Since humans lack ability to search deep, like traditional computer chess programs (fritz, stockfish et al), they create 'strategic principles' or thumb rules (center control, development, king safety) and concepts or tricks that are applicable in vast variety of situations in different ways, such as sacrifice, rooks connected, bishop pair, specific endings e.g how to corner the king with a rook and a pawn.
I think that alpha zero has independently reinvented many such concepts (percepts and concepts) and has also learnt tons of new ones - because its knowledge was not required to be built upon human evaluation functions and the strong minmax search which always assumes the opponent is a genius.

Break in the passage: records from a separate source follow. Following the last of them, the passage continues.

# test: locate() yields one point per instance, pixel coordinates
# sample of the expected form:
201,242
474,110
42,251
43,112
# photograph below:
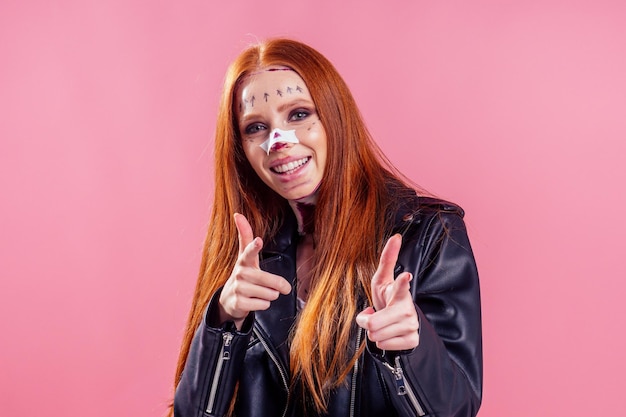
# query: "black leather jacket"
441,377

Of course, such principles themselves conflict in some situations, that is why various opening plays and pitfalls are carefully studied - eg don't develop queen too soon.

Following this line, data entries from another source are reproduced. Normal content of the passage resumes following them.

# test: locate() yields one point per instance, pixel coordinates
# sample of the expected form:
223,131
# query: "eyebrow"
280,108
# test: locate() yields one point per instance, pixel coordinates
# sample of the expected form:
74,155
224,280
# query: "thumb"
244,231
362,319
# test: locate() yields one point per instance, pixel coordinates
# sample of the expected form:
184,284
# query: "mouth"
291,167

On the other hand, humans also notice that once you lose one piece (without exchange) you weaken your forces so they are extremely careful not to lose a piece without a compensation.
I think that Alphazero's play has liberated computer chess (and human chess) from the slavish fear of losing small material and overreliance on opening books and piece values.
Alphazero games show things like the 'strategic principles' like center control, development, space, initiative are far more important if your opponent is sloppy. In other words, 'sacrifice' is not really sacrifice but trading off a piece for gain in initiative, position, directed move.
Alphago (not the zero) relied on human evaluation, but alphazero sets up the entire chain of evaluation to 'search or simulation' as a single end to end process and comes up with totally new way of playing.
If you think about it, great masters of the past like Morphy, Fischer, Kasparov have been applauded for typically this kind of -counter-intuitive- play where they are not bounded by written-on-stone evaluation by take advantage of special situations that emerge. I think alpha zero's games have such 'wow' factor to it.
Why neural networks. While computer programs that use symbolic representation and discrete search can only use 'one' way of thinking, neural networks can parallelly process situations with alternate, conflicting evaluations and flip to the more valuable view in later layers.